I expect instead to see object? everywhere for method arguments and return types. Why is it not?

Should I manually do this change?


Another thing I noticed:

interface IA
{
    object? Test(object? arg);
}

class A : IA
{
    public object? Test(object? arg)
    {
        throw new NotImplementedException();
    }
}

interface IB
{
    object Test(object arg);
}

class B : IB
{
    public object Test(object arg)
    {
        throw new NotImplementedException();
    }
}

Means the "Implement interface" quick action simply follows the method signatures from interface definition.

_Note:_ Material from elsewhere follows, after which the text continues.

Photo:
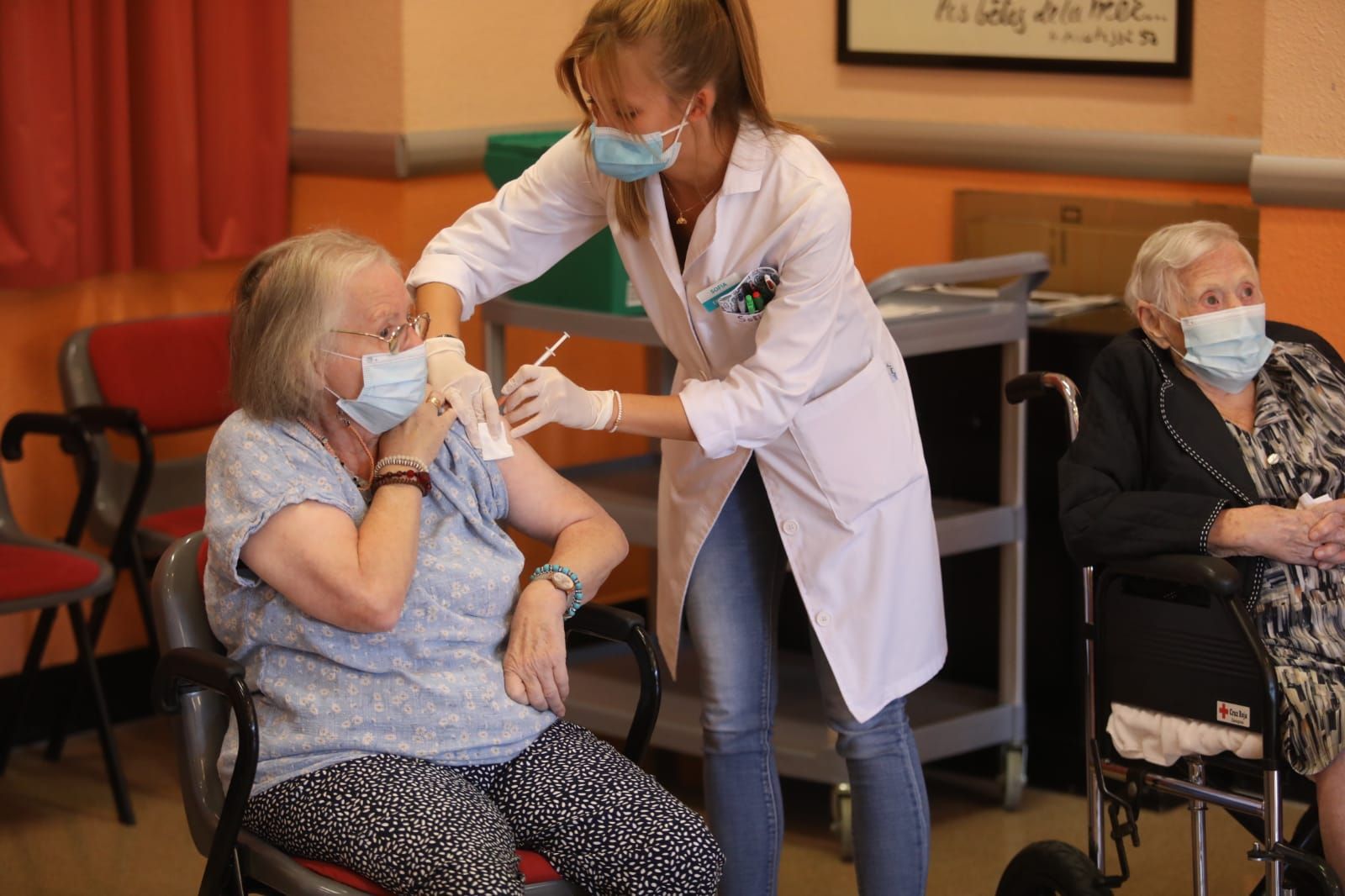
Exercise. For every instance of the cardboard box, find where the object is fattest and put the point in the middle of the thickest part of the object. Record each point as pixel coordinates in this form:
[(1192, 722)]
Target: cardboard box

Does this means that the signature of all standard library interfaces needs to be updated?

I am using VS2022 preview 4 and .Net 6.0 btw.

CodePudding user response:

Does this means that the signature of all standard library interfaces needs to be updated?

Yes, it does.

From Microsoft's documentation:

The .NET runtime APIs have all been annotated [for null-state static analysis] in .NET 5. You improve the static analysis by annotating your APIs to provide semantic information about the null-state of arguments and return values.

This is why you're seeing PropertyChangedEventHandler? for INotifyPropertyChanged; it's been updated to include said annotations.

However, the most recent version of the IValueConverterInterface is Windows Desktop 5. From that page, you can see that it has not yet been updated to take advantage of nullable reference types.